Sokaklarda yaşamaya başladıktan sonra edindiği arkadaş çevresinin de etkisiyle 2007-2012 yılları arasında kendisini talihsiz olayların içinde bulduğunu dile getiren İsmail, bu sürede çeşitli suçlara karıştığını söyledi. 2012 yılında ise babasından 6 halası ve kendisine miras olarak kalan Fındıkpınarı Mahallesi’ndeki bir arazi nedeniyle tanımadığı kişilerin baskısına uğradığını belirten İsmail, “Bu kişiler bana, ‘Ya araziyi vereceksin ya da seni yaşatmayacağız’ diyerek tehdit ettiler. Ben o arazinin içinde yaşıyordum. O dönemde bu kişilerin sürekli tehditleriyle karşılaştım. Bir gün beni döner bıçağı ile tehdit ettiler. Ben de ölmemek için döner bıçağını tuttum ve sol elimin 4 parmağı birden koptu. Ameliyatla yerine diktiler parmaklarımı. Şu an hayatta olduğuma şükrediyorum. Bir gün Mezitli’de yine beni tehdit ettiler ben de babamın ruhsatlı beylik tabancasıyla onlara rastgele ateş açtım. Onlardan yaralananlar oldu. Hapse girenler de oldu. Ben de hem yaralamadan hem de arkadaşlarımın işlediği suçları bana yüklemeleri nedeniyle cezaevine girdim. Cezaevinde 5 yıl kaldım. Şu an hala hasımlarımla yani her an tehlikeyle karşı karşıyayım” diye konuştu.

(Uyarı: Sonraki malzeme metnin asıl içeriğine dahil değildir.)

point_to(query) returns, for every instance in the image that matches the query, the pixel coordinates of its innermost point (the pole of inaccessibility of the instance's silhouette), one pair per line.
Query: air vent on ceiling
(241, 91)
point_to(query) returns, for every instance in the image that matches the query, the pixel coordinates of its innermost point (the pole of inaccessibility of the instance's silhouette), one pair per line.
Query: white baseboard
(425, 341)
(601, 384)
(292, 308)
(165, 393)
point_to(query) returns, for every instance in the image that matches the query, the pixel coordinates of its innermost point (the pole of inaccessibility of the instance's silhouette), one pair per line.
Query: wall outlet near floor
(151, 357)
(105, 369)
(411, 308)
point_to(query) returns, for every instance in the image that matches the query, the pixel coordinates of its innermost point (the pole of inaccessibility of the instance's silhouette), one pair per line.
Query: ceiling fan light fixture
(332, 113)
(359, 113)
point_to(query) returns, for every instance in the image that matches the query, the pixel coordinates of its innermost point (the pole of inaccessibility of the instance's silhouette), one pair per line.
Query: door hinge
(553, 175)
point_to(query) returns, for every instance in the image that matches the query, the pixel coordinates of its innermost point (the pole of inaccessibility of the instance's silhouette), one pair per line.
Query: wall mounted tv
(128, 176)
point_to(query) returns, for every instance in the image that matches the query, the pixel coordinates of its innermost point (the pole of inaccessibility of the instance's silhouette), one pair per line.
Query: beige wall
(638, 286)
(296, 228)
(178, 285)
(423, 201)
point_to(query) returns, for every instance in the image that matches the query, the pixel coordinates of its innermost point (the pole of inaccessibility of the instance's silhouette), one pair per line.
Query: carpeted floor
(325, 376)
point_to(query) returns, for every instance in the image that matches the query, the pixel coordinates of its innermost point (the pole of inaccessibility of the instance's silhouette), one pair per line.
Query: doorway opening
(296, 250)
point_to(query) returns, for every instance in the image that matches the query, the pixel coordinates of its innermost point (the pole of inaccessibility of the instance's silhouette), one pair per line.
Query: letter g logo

“Cezaevinden çıktım ama yine parklarda ve sokaklarda sabahlıyorum”
Cezaevinden 23 Haziran 2016 tarihinde tahliye olduğunu ve özgürlüğüne kavuştuğunu vurgulayan İsmail, “Ama yine sokaklarda yaşamımı sürdürmekteyim. Devlet büyüklerimden gerekli barınacak yer ve iş konusunda yardımcı olmalarını talip ediyorum. Parklarda ve sokaklarda sabahlıyorum. Nereye kadar sokaklarda sabahlayacağım? Sokaklarda her türlü tehlikeyle karşı karşıya kalabilirim. Besin kaynağım yok, yemek tüketme gibi bir durumum yok. Esnafın yardımıyla ayakta duruyorum. Avuç açıp dilencilik yapmak istemiyorum. Asla maddi yönden destek beklemiyorum. Kendi ayaklarımın üzerinde durmak için iş istiyorum” ifadelerini kullandı.
“İntihar etmeyi bile düşündüm”
Bugüne kadar çalmadığı kapı kalmadığını, birçok devlet kurumuna gerek dilekçeyle gerek bizzat giderek durumunu anlattığını ve yardım istediğini ifade eden İsmail, “Ama hiçbirinden olumlu bir cevap alamadım. Bir çözüm bulunamadı, yani yardım yapılmadı. Yaklaşık 6 yıl önce karıştığım kavgada sol elimin 4 parmağı tamamen koptu ve yerine dikildi. Üç kez ameliyat geçirdim ama henüz tam işlevini kazanmadı elim. Ayrıca astımım var. O nedenle şu an başvurduğum işyerlerinde iş bulamıyorum. Ama iyileşirsem kendi ayaklarımın üzerinde dururum. Kimsenin bir lirasını, yani maddi yönden desteğini beklemiyorum. Artık intihar etmeyi bile düşünüyorum ama annem hayatta olduğu için üzülmemesi için direniyorum” şeklinde konuştu.
“Yeniden suça bulaşmak, yeniden cezaevine girmek istemiyorum. Ben sadece iş istiyorum”
Halen korunmaya muhtaç devlet çocuğu olarak sağlık güvencesi altında olduğunu da kaydeden İsmail Tutkun, eliyle ilgili engellilik durumunun belirlenmesi için Mersin Devlet Hastanesi’ne de başvuruda bulunduğunu, sonucun bayram tatilinin ardından belli olacağını anlattı. Bu raporun sonucunu da dört gözle beklediğini vurgulayan İsmail, çığlığını yetkililerin duymasını isteyerek, sözlerini söyle tamamladı:
“Sokaklarda yaşamam her türlü tehlikeyi de getirecek. Ben nereye kadar sokaklarda yaşayacağım? Her türlü belayla karşılaşabilirim. Kimseden bir lira dahi isteyemiyorum, vicdanım el vermiyor, çünkü elim ayağım tutuyor. Ben sadece iş istiyorum. Kasım ayına kadar denetimli serbestlik kapsamında her gün karakola imza atmaya gidiyorum. Şu an sokaklarda yaşamımı sürdürüyorum, yeniden suça bulaşmak istemiyorum, yeniden cezaevine girmek istemiyorum. Devlet büyüklerim bana yardım etsin. Ben sadece yaşamak için iş istiyorum.”